Russian President Vladimir Putin, left, and Russian Prime Minister Dmitry Medvedev walk prior to a cabinet meeting in Moscow.
Russian President Vladimir Putin, left, and Russian Prime Minister Dmitry Medvedev walk prior to a cabinet meeting in Moscow, Russia, Jan. 15, 2020.

MOSCOW – Russian Prime Minister Dmitry Medvedev has submitted his cabinet’s resignation, shortly after President Vladimir Putin proposed a series of constitutional amendments aimed at strengthening the parliament at the expense of the presidency.
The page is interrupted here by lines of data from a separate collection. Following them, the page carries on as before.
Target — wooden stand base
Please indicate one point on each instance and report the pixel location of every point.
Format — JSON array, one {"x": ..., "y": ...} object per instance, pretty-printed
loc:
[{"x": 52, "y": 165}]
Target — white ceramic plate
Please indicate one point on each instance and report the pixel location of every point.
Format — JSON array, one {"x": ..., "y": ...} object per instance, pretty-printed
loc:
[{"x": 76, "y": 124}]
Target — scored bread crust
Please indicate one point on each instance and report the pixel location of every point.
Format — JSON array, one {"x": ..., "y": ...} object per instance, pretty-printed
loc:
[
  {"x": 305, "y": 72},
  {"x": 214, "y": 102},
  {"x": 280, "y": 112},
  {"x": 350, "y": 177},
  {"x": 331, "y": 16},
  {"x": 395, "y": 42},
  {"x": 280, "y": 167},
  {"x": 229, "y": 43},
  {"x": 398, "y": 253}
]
Putin’s proposal came during his his annual address to the Federal Assembly in Moscow on Wednesday — a yearly “state of the nation” style speech that appeared to lay the groundwork to preserve Putin’s influence over the country when his current and final presidential term ends in 2024.

Putin later nominated Tax Service Chief Mikhail Mishustin as the country’s new prime minister, according to Russian news agencies.

Approval of the prime minister and other key cabinet posts, suggested Putin in his speech, should soon lie with Russia’s Duma legislative body. Putin also proposed that the State Council, currently an advisory group to the president, be constitutionally enshrined with formal authority.

“These are very serious changes to the political system,” said Putin in outlining the proposals.

Medvedev issued a statement within hours of the speech.“

In this context, it’s obvious that we, as the government of the Russian Federation, should give the president of our country the possibility to take all necessary decisions under these conditions,” he said.

A Russia beyond Putin

The constitutional and government shakeup are the latest chapter in frenzied speculation over Putin’s future when his current and final term ends in 2024.

Constitutional amendments to ban term limits and a possible union with neighboring Belarus are among theories that have been widely debated as semi-legal solutions to keep Putin in power.

Yet, with Wednesday’s speech suggesting the neutering of the presidency, Putin appeared to hint at wielding power through new constitutional architecture — perhaps as a newly empowered prime minister or member of an independent security council.“

Everyone was guessing: what would this thieving regime do to stay in power past 2024,” wrote the political satire account, Мысли Перзидент, or “Thoughts of the Prezident. “Well here we go.”

Indeed, a separate, proposed reform by Putin — that anyone running for president must live in Russia for at least 25 years — suggested the Russian leader had an eye on potential competitors for the Kremlin seat in 2024.

Russian businessman Mikhail Khodorkovsky, a one-time oligarch and rival of Putin’s who currently lives in exile, had said he was open to running for the post.

The amendment — once passed — would seemingly bar him from the election.